Ernest W. McFarland “Mac”

 
 

Florence - Pinal County

Inducted in 2025

Ernest W. McFarland was a WWI Navy veteran who rose to serve as a U.S. Senator (1941-1953), U.S. Senate Majority Leader (1951-1953), Arizona Governor (1955-1959), and Chief Justice of the Arizona Supreme Court (1968). He is the only Arizonan to serve in the highest office in all three branches of state government: two at the state level and one at the federal level.

Known simply as “Mac,” his devotion to American veterans returning home from WWII resulted in his drafting of the educational and home and business loan provisions of the G.I. Bill (Servicemen’s Readjustment Act of 1944). As Governor, he founded the Arizona Parks System. As a businessman, he created KTVK, the fourth TV station in Phoenix, due to his fascination with the then-new medium of television.

Mac was born in a log cabin on the family farm in the Pottawatomie Strip of Oklahoma in 1894. After enlisting in the Navy during WWI, Mac became ill and doctors urged him to relocate to a warmer climate to recover. That place turned out to be Phoenix.

After graduating from Stanford Law School in 1921, Mac settled on 1,000 acres of land near Florence, Arizona. He grew cotton, alfalfa, and grapes and taught his grandchildren how to irrigate and avoid wasting water. Mac knew firsthand that water was the most precious resource in Arizona’s hot climate and critical to creating a thriving farming and ranching community. The growth of irrigated agriculture and his legal insights helped launch his political career in Pinal County as a New Deal Democrat. He soon found his way to the Pinal County Superior Court where he served as judge from 1934-1940.
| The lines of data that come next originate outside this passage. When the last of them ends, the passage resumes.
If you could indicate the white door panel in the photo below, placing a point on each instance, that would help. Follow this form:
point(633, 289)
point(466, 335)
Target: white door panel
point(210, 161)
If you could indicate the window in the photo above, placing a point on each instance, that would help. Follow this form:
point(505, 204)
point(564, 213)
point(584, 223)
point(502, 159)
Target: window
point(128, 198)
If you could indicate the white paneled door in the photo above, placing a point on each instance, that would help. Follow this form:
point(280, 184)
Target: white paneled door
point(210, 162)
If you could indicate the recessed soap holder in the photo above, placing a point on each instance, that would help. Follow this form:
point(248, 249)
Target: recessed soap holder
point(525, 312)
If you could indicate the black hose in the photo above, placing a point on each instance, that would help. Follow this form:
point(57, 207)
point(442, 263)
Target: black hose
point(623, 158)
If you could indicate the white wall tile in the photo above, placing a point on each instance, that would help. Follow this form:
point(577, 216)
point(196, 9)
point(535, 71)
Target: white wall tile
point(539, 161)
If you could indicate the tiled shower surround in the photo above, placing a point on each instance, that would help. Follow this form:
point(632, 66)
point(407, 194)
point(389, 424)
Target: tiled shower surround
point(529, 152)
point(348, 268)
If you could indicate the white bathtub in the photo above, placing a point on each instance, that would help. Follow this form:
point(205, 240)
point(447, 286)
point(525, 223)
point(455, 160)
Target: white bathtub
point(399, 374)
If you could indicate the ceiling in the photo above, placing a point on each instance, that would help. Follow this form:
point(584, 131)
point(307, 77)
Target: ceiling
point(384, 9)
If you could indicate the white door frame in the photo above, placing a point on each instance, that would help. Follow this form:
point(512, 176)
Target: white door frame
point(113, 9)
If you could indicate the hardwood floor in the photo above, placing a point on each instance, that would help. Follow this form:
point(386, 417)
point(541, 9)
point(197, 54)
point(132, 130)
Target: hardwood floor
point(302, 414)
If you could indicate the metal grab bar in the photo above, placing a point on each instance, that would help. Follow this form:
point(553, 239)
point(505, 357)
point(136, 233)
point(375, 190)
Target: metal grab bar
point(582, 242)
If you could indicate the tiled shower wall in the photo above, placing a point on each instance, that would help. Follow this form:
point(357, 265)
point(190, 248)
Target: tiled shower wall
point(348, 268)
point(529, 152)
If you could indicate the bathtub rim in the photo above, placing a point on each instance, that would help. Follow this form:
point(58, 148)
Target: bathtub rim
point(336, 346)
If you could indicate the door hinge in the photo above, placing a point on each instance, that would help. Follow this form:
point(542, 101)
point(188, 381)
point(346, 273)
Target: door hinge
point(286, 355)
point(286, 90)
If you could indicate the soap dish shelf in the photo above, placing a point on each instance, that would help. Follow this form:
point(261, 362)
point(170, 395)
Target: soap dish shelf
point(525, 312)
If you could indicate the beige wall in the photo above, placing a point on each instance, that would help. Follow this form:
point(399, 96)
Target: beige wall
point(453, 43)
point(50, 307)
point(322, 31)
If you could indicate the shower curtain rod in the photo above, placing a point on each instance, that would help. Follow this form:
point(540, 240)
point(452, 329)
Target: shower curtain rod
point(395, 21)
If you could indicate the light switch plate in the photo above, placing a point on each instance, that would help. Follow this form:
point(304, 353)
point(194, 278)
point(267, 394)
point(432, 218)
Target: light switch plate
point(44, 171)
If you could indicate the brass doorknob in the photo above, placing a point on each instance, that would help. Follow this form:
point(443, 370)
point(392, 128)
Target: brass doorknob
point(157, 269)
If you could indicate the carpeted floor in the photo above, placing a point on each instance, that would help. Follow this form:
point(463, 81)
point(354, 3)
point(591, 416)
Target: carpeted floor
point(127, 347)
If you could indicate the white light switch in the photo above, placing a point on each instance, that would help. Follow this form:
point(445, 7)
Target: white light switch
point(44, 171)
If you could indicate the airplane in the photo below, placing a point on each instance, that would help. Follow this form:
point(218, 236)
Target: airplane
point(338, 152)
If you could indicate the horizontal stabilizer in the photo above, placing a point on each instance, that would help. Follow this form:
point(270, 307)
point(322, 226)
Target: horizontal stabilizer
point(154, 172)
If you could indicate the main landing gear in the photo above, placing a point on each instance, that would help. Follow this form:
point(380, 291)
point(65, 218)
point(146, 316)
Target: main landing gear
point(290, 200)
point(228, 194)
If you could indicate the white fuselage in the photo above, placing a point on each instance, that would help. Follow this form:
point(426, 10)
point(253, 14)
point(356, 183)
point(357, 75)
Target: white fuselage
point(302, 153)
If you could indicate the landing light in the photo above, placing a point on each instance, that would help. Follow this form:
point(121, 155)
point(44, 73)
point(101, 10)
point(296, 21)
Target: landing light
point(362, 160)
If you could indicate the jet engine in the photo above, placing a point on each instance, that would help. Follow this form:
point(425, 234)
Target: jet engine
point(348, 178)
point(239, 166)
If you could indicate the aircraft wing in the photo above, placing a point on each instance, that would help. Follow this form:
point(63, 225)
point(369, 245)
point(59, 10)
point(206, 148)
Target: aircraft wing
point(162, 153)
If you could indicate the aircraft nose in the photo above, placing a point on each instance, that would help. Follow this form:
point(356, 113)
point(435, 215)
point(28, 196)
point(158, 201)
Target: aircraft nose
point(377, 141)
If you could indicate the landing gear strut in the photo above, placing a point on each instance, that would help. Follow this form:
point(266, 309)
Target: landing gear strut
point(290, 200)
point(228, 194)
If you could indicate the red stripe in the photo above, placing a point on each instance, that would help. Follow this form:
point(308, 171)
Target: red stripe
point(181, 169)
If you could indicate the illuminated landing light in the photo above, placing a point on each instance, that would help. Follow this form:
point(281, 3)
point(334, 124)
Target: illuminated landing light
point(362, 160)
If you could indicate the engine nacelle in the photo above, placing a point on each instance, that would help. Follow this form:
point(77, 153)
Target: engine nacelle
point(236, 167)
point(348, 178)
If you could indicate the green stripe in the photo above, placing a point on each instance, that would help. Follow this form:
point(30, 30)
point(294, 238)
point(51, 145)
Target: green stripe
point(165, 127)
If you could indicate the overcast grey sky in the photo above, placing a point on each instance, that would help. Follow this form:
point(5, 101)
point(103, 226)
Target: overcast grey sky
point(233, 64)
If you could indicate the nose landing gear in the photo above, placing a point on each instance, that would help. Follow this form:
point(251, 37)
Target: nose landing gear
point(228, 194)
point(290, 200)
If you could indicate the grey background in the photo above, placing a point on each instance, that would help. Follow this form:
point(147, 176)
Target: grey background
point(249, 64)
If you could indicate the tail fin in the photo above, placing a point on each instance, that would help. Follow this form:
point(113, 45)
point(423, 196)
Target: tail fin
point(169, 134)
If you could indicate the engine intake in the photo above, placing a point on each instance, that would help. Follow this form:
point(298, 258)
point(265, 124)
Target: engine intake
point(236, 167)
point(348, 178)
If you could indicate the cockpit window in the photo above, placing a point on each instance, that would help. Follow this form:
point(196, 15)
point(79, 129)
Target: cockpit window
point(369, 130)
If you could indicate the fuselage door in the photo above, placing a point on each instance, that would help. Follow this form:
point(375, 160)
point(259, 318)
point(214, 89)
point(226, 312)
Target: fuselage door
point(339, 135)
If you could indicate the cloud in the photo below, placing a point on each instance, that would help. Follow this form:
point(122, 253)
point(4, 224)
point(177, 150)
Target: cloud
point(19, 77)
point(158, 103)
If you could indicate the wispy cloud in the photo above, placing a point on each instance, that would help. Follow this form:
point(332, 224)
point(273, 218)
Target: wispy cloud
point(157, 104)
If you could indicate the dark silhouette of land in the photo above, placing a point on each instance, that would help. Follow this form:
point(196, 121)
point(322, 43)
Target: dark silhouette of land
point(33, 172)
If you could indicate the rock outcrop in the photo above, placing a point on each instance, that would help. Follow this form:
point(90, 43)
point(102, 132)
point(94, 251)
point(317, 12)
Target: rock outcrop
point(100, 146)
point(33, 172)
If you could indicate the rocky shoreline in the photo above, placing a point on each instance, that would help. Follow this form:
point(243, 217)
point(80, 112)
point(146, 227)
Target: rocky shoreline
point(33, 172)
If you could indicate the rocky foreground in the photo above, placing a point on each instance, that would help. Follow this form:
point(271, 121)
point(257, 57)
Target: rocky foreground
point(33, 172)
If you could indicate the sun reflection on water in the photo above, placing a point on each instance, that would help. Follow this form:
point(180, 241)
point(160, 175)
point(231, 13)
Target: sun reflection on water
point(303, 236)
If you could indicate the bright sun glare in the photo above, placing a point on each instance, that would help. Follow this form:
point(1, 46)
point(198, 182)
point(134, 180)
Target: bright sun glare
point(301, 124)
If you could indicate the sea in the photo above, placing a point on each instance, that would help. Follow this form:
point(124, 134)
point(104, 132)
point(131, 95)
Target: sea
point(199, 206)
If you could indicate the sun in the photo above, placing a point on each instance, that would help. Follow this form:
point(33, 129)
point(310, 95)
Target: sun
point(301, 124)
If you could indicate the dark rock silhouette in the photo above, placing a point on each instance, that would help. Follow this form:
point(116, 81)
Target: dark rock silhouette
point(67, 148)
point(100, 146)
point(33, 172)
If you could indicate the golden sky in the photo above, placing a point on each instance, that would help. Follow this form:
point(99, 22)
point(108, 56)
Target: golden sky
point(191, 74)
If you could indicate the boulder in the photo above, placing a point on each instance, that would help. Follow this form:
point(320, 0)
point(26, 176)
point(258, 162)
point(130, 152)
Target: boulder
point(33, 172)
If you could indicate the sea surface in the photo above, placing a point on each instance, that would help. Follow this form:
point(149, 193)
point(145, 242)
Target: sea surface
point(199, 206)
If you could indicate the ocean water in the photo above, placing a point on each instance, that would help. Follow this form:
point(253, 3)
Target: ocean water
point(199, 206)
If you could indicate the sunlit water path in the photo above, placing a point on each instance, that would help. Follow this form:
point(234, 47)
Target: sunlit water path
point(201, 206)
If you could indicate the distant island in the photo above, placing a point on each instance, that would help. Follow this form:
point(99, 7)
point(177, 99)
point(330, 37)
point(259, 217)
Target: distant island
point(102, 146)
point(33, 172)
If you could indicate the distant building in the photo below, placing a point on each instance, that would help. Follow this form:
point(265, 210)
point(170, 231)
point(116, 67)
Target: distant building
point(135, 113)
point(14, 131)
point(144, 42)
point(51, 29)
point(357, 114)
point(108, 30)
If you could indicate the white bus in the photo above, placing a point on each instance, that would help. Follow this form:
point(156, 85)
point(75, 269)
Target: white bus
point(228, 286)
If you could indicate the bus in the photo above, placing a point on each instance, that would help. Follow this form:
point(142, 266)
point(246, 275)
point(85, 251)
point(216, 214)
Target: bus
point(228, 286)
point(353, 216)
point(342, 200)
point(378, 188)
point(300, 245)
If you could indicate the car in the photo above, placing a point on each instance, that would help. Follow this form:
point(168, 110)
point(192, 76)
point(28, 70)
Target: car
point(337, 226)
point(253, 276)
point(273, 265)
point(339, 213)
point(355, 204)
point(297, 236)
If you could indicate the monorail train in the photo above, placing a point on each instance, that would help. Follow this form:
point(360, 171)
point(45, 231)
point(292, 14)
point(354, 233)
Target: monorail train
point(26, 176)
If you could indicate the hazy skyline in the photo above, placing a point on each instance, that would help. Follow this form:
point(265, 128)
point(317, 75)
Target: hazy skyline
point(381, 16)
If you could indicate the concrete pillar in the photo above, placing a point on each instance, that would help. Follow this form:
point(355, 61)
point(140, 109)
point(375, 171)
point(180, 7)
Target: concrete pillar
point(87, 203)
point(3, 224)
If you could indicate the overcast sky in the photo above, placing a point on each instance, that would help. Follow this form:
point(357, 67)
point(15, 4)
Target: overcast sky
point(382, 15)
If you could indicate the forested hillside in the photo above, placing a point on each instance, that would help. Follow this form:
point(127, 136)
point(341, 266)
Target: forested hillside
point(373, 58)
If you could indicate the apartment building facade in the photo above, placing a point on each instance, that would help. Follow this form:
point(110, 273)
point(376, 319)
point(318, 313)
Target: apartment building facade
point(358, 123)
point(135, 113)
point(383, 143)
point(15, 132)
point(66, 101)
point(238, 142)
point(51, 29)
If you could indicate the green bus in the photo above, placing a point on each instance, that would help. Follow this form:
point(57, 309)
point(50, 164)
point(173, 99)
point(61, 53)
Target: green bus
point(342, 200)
Mac entered the U.S. Senate race in 1940 and beat out 28-year-encumbant Henry F. Ashurst by a three to one margin. He made his mark in the Senate and would become “Father of the GI Bill” when the Serviceman’s Readjustment Act of 1944 was passed. In his second term in the Senate, he would go on to make another landmark move for Arizona.

After discovering the disparity in the allocation of Colorado River water to California compared to Arizona, Mac launched a decades-long fight to create a sustainable water system. In 1950, working alongside Senator Carl Hayden, a bill aimed at transporting Arizona’s purported share of Colorado River water to the central portions of the state began the beginning of the Central Arizona Project (CAP).

in 1954, Mac was elected Governor of Arizona. When Mac realized that California was using delay tactics to continue drawing water, he, in an unprecedented move as a sitting Governor, argued the case in front of the U.S. Supreme Court without notes. Without his motion, Arizona would have lost its allocation of the Colorado River.

His efforts resulted in the $4 billion water-reclamation project, Colorado River Basin Project Act, was signed into law by President Lyndon Johnson in 1968. Today, the 336-mile CAP system brings Colorado River Water to central and southern Arizona and is the state’s single largest renewable water supply, serving 80% of the state’s population.

Along the way, Mac overcame personal tragedies, losing his first wife and young children due to illness and the complications of childbirth, before eventually remarrying. While Mac is most remembered for his exemplary political career, honesty, and humility, agriculture was in his blood. McFarland’s forward-thinking policies have allowed Arizona’s Agriculture community to flourish and will continue to do so for generations to come.